CNS mechanisms of alcohol self-administration.

Neurochemical and neuropharmacological studies were undertaken to examine the possible involvement of the ventral tegmental area (VTA) dopamine (DA) system and the dorsal raphe nucleus (DRN) serotonin (5-HT) system in regulating oral alcohol self-administration. In vivo microdialysis studies demonstrated that either i.p. ethanol administration (1.0-2.0 g/kg) or local perfusion with ethanol (100 mM) could enhance the extracellular concentrations of both DA and 5-HT in the nucleus accumbens (ACB). Furthermore, the effects of local perfusion with ethanol on DA release in the ACB could be blocked by co-perfusion with a 5-HT3 antagonist. In the selectively-bred alcohol preferring P line of rats, there appears to be abnormal 5-HT and/or DA systems in certain limbic structures, i.e., ACB, olfactory tubercles (OTU) and medial prefrontal cortex (MPF).
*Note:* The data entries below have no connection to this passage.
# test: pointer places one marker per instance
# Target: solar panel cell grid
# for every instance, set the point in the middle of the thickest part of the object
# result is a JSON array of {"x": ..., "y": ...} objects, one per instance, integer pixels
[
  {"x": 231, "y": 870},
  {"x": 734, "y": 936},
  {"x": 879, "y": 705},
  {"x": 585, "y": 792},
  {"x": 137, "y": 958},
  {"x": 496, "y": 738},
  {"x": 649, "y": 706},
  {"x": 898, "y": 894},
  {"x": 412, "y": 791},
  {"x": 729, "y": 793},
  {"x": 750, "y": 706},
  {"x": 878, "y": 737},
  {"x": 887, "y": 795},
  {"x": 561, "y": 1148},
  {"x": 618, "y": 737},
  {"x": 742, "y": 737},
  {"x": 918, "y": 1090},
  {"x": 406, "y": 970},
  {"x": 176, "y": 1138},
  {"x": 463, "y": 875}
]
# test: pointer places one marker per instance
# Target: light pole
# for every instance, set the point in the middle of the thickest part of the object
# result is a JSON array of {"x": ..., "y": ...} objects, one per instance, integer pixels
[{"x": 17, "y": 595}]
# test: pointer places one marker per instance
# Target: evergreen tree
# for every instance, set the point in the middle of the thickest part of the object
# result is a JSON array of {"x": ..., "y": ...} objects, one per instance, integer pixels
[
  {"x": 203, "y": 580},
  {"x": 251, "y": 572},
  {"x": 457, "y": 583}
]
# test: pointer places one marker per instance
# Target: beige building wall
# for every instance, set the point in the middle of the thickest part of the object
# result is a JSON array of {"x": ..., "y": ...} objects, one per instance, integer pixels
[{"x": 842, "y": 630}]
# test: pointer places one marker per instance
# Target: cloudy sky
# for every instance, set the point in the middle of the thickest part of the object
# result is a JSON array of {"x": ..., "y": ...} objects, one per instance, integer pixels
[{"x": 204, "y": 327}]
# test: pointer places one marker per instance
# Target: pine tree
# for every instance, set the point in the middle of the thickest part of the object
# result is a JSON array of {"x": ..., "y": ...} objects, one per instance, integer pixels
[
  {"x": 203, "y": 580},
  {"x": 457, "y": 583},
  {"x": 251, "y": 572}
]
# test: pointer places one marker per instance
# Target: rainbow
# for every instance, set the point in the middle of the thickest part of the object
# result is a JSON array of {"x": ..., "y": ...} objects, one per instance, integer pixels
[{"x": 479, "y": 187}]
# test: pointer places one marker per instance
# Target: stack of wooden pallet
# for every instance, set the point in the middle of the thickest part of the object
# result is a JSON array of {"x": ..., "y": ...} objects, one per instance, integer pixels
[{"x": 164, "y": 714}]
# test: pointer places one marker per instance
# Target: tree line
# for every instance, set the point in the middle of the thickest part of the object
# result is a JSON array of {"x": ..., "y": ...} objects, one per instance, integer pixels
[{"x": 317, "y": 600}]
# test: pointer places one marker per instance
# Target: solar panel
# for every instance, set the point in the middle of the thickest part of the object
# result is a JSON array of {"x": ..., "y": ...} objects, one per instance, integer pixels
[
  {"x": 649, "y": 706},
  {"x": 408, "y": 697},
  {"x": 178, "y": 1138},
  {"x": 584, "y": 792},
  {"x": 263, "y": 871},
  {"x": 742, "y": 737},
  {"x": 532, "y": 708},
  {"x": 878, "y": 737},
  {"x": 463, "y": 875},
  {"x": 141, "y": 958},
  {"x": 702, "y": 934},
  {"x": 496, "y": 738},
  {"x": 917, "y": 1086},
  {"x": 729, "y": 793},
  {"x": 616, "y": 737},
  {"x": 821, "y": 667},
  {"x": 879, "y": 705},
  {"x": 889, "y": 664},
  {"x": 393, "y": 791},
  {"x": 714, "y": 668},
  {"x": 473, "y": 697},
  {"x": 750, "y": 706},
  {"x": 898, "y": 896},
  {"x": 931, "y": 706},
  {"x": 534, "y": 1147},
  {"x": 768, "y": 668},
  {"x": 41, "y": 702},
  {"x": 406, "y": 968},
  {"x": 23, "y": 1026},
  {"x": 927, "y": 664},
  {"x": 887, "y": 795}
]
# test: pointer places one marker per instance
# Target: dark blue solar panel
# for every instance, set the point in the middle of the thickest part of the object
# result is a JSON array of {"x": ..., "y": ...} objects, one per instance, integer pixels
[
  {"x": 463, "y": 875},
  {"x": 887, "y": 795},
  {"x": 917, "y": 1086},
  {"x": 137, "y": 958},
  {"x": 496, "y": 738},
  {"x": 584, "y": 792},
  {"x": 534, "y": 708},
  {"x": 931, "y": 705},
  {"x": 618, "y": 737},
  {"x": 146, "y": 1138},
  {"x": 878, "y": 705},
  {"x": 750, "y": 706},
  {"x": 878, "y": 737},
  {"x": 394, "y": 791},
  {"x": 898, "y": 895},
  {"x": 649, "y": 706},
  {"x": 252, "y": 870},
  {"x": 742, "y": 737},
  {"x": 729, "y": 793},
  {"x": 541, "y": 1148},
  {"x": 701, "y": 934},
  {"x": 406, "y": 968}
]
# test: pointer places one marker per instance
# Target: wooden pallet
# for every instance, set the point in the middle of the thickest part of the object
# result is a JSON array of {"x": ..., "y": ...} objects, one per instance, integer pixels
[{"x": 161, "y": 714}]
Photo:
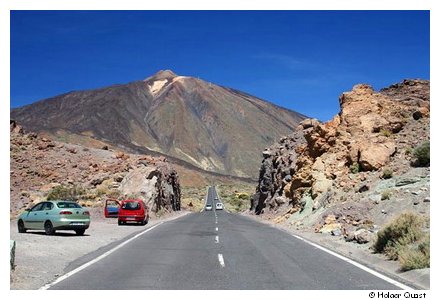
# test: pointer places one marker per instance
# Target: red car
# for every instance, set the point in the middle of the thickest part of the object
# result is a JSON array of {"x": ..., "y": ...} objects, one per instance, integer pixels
[
  {"x": 133, "y": 210},
  {"x": 130, "y": 210}
]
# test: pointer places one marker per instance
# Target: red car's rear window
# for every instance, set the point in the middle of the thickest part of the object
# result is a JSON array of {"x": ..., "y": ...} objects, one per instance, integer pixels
[{"x": 131, "y": 205}]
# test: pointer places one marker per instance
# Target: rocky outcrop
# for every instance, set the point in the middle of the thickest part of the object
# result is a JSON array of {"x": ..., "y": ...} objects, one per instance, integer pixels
[
  {"x": 158, "y": 186},
  {"x": 40, "y": 165},
  {"x": 323, "y": 165},
  {"x": 276, "y": 173}
]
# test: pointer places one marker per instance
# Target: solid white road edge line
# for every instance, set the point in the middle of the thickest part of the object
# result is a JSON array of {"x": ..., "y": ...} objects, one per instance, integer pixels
[
  {"x": 356, "y": 264},
  {"x": 82, "y": 267},
  {"x": 221, "y": 261},
  {"x": 206, "y": 198}
]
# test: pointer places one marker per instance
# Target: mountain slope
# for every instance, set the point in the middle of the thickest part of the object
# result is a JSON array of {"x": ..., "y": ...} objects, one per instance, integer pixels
[{"x": 212, "y": 127}]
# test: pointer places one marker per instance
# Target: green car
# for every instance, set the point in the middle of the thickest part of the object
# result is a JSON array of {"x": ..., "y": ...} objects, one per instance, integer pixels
[{"x": 55, "y": 215}]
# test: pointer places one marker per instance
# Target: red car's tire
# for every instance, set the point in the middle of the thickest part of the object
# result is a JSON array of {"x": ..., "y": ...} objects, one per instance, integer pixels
[{"x": 48, "y": 228}]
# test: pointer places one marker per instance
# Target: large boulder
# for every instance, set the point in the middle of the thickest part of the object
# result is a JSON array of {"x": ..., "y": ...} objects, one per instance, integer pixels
[
  {"x": 158, "y": 186},
  {"x": 374, "y": 156}
]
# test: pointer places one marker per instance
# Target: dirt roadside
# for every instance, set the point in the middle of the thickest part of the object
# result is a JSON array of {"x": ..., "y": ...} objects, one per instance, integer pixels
[
  {"x": 419, "y": 279},
  {"x": 40, "y": 259}
]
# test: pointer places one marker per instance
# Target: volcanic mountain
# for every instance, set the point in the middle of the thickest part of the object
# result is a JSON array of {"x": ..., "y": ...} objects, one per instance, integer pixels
[{"x": 214, "y": 128}]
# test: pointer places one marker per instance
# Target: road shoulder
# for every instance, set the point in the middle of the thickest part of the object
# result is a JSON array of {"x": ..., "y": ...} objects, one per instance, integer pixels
[
  {"x": 419, "y": 279},
  {"x": 40, "y": 259}
]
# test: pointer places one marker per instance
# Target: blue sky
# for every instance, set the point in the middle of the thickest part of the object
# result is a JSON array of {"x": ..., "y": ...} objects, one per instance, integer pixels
[{"x": 301, "y": 60}]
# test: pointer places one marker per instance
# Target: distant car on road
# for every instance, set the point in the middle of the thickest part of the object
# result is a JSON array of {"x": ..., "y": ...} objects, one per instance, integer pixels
[
  {"x": 133, "y": 210},
  {"x": 51, "y": 216}
]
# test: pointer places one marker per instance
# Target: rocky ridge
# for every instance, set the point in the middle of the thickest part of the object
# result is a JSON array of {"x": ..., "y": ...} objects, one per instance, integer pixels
[
  {"x": 349, "y": 176},
  {"x": 40, "y": 165}
]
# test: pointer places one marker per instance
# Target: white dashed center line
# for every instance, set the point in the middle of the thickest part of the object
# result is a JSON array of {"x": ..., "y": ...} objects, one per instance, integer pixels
[{"x": 220, "y": 260}]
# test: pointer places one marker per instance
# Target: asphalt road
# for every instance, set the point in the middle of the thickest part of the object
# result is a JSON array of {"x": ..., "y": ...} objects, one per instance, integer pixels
[{"x": 220, "y": 250}]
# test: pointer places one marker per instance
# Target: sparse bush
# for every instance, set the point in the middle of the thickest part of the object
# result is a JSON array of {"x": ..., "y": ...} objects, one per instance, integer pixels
[
  {"x": 243, "y": 196},
  {"x": 355, "y": 168},
  {"x": 65, "y": 193},
  {"x": 385, "y": 132},
  {"x": 386, "y": 195},
  {"x": 421, "y": 154},
  {"x": 418, "y": 258},
  {"x": 403, "y": 230},
  {"x": 387, "y": 174},
  {"x": 403, "y": 239}
]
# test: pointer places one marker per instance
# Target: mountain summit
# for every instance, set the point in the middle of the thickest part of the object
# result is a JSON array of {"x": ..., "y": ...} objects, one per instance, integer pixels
[{"x": 212, "y": 127}]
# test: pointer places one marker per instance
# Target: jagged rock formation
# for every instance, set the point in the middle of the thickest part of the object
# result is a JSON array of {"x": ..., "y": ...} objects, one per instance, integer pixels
[
  {"x": 39, "y": 165},
  {"x": 211, "y": 127},
  {"x": 158, "y": 186},
  {"x": 324, "y": 166}
]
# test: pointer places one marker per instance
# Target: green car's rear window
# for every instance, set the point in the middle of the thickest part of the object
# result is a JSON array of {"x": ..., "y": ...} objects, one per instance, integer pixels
[{"x": 68, "y": 205}]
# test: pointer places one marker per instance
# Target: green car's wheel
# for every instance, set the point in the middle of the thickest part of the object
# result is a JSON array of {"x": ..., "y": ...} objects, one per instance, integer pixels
[
  {"x": 48, "y": 228},
  {"x": 80, "y": 231},
  {"x": 21, "y": 228}
]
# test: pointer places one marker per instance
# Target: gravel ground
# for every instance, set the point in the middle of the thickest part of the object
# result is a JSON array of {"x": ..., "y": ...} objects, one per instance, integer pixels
[{"x": 40, "y": 258}]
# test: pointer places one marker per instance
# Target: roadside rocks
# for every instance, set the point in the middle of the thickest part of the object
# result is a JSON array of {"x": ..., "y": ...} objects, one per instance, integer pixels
[{"x": 158, "y": 186}]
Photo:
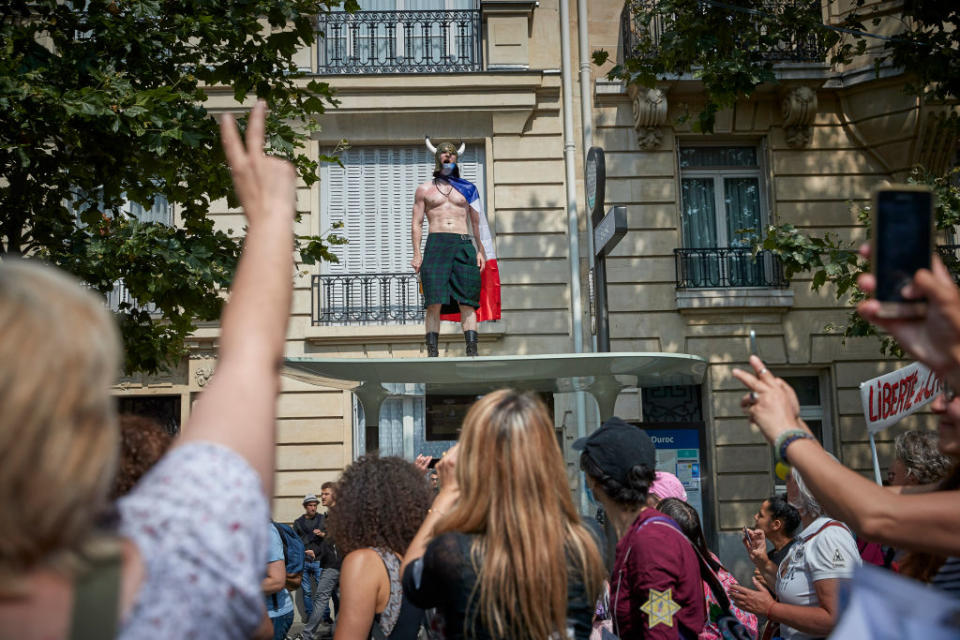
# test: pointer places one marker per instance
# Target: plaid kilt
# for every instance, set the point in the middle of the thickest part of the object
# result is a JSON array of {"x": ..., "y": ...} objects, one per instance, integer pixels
[{"x": 449, "y": 273}]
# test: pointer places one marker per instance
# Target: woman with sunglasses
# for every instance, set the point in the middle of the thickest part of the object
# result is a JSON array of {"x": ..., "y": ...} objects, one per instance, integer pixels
[{"x": 924, "y": 519}]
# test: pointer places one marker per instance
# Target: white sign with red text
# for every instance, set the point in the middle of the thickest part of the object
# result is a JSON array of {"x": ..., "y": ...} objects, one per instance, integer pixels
[{"x": 893, "y": 396}]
This is indicated by (a) lower contents of DA and 5-HT; (b) fewer 5-HT immunostained fibers; (c) lower densities of 5-HT1B, 5-HT2 and D2 receptors; and (d) higher densities of 5-HT1A receptors in the CNS of P rats compared to the alcohol-nonpreferring NP line of rats. Neuropharmacological studies demonstrated that local microinfusion of the D2 antagonist, sulpiride, or, at low doses, the DA releaser, d-amphetamine, could increase alcohol drinking by P rats. Intracranial self-administration (ICSA) studies showed that the P line of rats, but not the NP line, will self-administer 50-150 mg% ethanol directly into the VTA. Overall, these results suggest an innate abnormal functioning of the VTA DA and DRN 5-HT systems may be key factors facilitating the rewarding actions of ethanol in the CNS of P rats.